Zum Schluss stellt sich die Frage, warum Judith Shklars »Liberalismus der Furcht« erst in den letzten Jahren rezipiert wurde. Mir erscheint es, dass 1989 die falsche Stimmung für einen so zurückzugezogenen, bescheidenen und so wenig triumphalen Liberalismus herrschte. Während die Scorpions vom »Wind of Change« sangen und Francis Fukuyama das »Ende der Geschichte« verkündete, wärmte Shklar die Erfahrungen aus der Geschichte der ersten Hälfte des 20. Jahrhunderts wieder auf – unzeitgemäß irgendwie.
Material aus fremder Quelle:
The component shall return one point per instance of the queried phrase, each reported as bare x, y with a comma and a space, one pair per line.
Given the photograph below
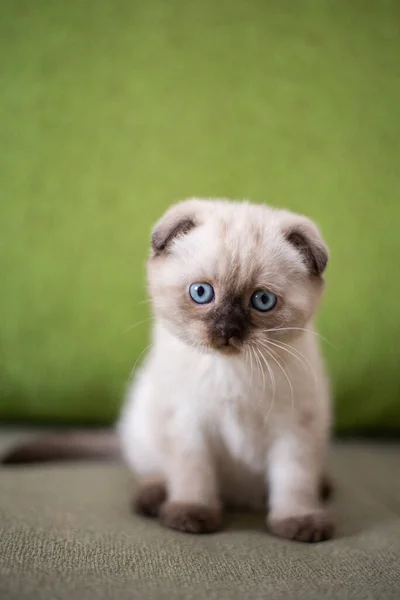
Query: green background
112, 110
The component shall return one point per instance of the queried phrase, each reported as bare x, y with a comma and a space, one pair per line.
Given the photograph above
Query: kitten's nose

Zwar hat Jan-Werner Müller in »Furcht und Freiheit« darauf aufmerksam gemacht, dass das Ende des Zeitalters der Ideologien auch als Krise empfunden wurde, und zwar gerade als intellektuell-politische Identitätskrise. Schließlich hatten sich, so Müller, Liberale während des Kalten Krieges in der Auseinandersetzung mit dem real existierenden Sozialismus immer wieder ihrer eigenen Überzeugungen versichern müssen.
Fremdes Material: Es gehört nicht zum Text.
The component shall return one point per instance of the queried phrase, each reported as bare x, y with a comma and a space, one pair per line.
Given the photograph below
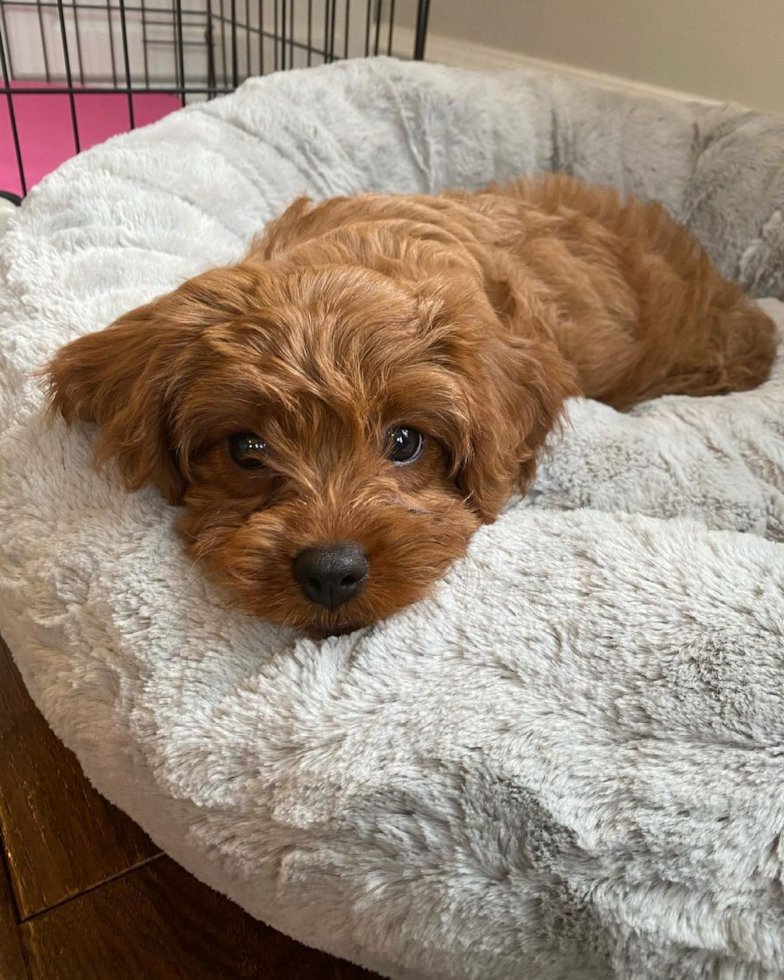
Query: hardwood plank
12, 963
61, 836
160, 922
Der Fall der Berliner Mauer und das Verschwinden des Eisernen Vorhangs waren dennoch Signale für eine optimistischere Zukunft – trotz der Kriege am Golf und in Ex-Jugoslawien. Ökonomisch startete der Neoliberalismus durch und ordnete die Volkswirtschaften gesamt Osteuropas. Erst die ökonomische und finanzielle Krise der Jahre nach 2008 konnten zu einer Neuformulierung liberalen Denkens führen. Die Furcht vor Ereignissen, die man nicht beeinflussen kann, war zurück. Der politische (Neo-)Liberalismus war damals erst einmal gescheitert. Es ist eine Ironie der Geschichte, dass Hannes Bajohr den Essayband »Liberalismus der Furcht« gerade in dem Jahr veröffentlichte, als die deutschen Bürgerinnen und Bürger die FDP nicht mehr den Bundestag wählten.
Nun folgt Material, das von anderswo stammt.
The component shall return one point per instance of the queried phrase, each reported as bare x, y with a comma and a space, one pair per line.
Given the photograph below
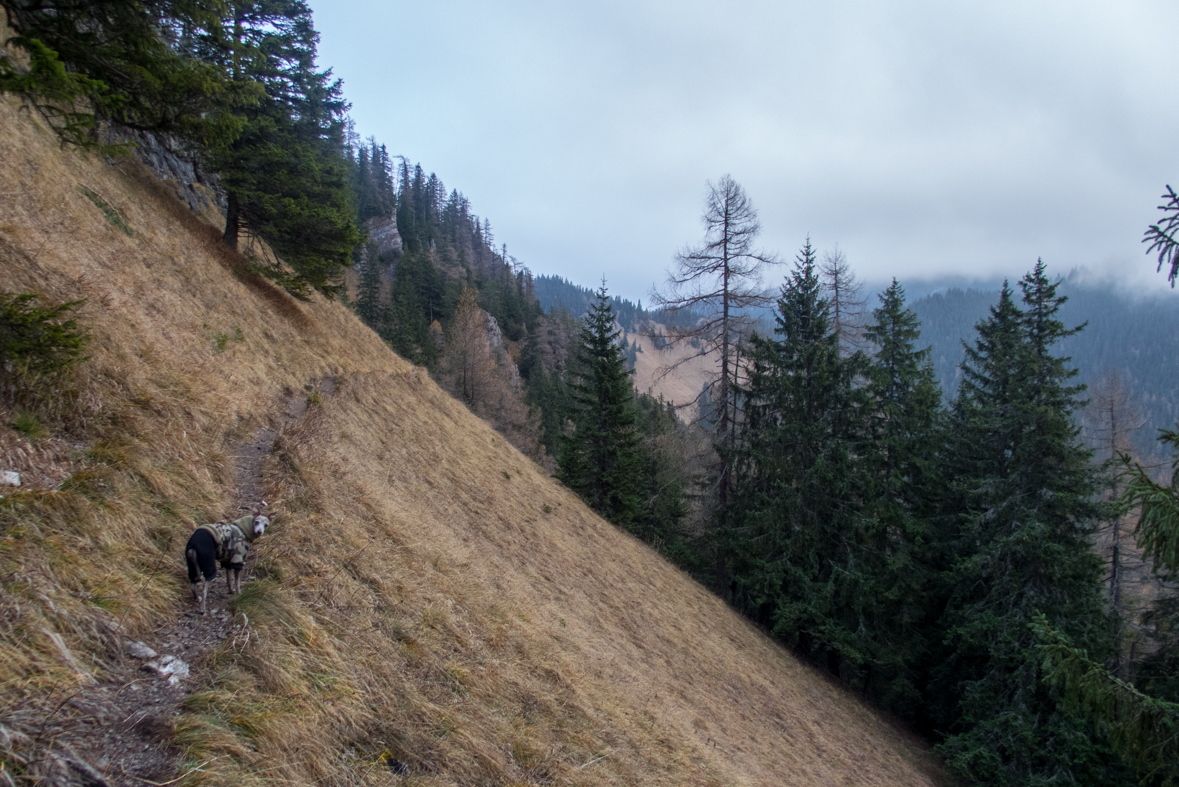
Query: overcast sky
923, 138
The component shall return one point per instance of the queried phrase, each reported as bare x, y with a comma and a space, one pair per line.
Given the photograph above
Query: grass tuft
28, 424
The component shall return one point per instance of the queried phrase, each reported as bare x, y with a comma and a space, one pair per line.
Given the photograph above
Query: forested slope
426, 595
1135, 338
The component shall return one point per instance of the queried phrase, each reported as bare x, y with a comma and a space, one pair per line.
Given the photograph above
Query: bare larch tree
717, 282
845, 295
1111, 416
Shklar hätte einem Sozialstaat als Almosenstaat, der soziale Gerechtigkeit im Sinne einer trickle down theory versteht, widersprochen. Einem Staat, der das Soziale als fürsorgliche Belagerung verstanden hätte, hätte sie wohl ebenso widersprochen. Die Balance von Fordern und Fördern, von Unterstützung und Ermächtigung ist aktuell nicht gefunden. Sie zu finden, ist eine dringende Anforderung an alle Parteien, die in einer liberalen Tradition stehen. Shklar legt die Bedingungen fest, diese Anforderungen zu definieren. Gerade deshalb ist ihr Denken heute so aktuell wie vor mehr als 30 Jahren.
Ein letztes Aber: Judith Shklar ist Tochter ihrer Zeit. Ihre Überlegungen und ihre Erfahrungen wurzeln tief im 20. Jahrhundert. Wie steht es nun mit den Herausforderungen des 21. Jahrhunderts? Mit dem Aufstieg einer Weltmacht, die Leninismus und Neoliberalismus, Kommunismus und Kapitalismus miteinander verbindet? Wie steht es mit den Herausforderungen des Klimawandels? Mit der großen Beschleunigung des Anthropozäns? Rettet sich der Liberalismus wirklich, wenn wir die Verfehlungen des Neoliberalismus ad acta legen und dafür Shklars defensiven Liberalismus wiederbeleben? Sind sie und ihr Denken wirklich für die Herausforderungen des 21. Jahrhunderts kompatibel? Vielleicht ist es zu kurz gegriffen, den Liberalismus als politische Philosophie lediglich neu formulieren zu wollen, es erscheint mir gegenüber der Dringlichkeit und der Größe der kommenden Probleme als inadäquat. Aber ein Liberalismus, wie ihn Shklar versteht, bietet uns Elemente, um eine neue politische Philosophie, die die individuelle Freiheit als zentral versteht, zu bauen. Dies ist nach der Lektüre von »Liberalismus der Furcht« offensichtlich.